A common trend running through emerging/Emergent/postmodern Christianity is the conviction that the Gospel is not merely a set of beliefs to get you to heaven when you die. Rather, it is an invitation to a new way of life right now, a call to participate in God’s new community here on earth, and a conviction that salvation, in the Biblical sense, is about a lot more than what happens after your funeral. This isn’t to suggest that the modern church was only ever concerned about getting to heaven, but most postmoderns feel that much of the modern church focused so much on after-death soteriology, that it drowned out most of the rest of the message of Jesus, and fostered a Left Behind view of abandonment of the world.

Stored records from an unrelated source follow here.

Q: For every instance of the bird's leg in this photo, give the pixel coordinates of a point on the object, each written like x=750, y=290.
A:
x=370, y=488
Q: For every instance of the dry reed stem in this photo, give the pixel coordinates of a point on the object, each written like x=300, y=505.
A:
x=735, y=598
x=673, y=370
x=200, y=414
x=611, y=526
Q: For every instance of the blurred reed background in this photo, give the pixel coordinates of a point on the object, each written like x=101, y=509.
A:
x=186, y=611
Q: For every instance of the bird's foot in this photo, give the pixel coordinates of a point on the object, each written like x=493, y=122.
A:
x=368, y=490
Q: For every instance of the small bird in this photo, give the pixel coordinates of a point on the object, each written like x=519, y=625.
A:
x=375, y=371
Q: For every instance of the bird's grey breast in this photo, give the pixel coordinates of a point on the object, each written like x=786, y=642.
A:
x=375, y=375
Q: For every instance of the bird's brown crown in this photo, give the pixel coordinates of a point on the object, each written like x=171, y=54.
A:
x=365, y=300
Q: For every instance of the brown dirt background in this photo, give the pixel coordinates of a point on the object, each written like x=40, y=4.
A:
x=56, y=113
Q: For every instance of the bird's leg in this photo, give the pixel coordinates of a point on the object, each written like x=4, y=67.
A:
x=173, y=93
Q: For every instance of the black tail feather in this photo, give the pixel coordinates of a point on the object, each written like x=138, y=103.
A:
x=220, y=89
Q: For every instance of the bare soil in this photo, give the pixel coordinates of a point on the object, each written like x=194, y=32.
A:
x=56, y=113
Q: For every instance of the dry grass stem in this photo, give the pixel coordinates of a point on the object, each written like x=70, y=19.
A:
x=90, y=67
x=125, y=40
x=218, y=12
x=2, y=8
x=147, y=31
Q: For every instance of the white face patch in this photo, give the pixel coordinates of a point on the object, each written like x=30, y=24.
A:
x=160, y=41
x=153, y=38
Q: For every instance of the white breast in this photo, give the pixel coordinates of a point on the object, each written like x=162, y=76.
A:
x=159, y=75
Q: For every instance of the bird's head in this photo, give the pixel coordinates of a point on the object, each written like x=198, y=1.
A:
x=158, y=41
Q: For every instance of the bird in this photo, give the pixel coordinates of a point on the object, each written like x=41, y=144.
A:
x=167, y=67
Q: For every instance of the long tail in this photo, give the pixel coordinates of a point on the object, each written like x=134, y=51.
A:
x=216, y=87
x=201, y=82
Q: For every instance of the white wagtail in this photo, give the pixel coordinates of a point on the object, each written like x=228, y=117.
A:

Nazarene pastor Dana Hicks has written: “Focusing evangelism on what happens to us after we die tends to create disciples who are not concerned with either whom they are becoming or the kind of world they will leave behind. Of course, we may die tonight. But it is much more likely that we will live a while longer – a decade or two or three or more. What happens in the meantime? Will we live an abundant life? What kind of legacy will we leave behind?”(Dana Hicks, Postmodern and Wesleyan, 77). Instead of the question regarding God letting you into heaven if you died tonight, Dana  finds the following two questions to be more helpful in speaking to people about Christ,

1”If you knew you were going to live another forty years, what kind of person would you want to  become?”

2. “If you could know what God is doing in the world, would you want to be part of it?”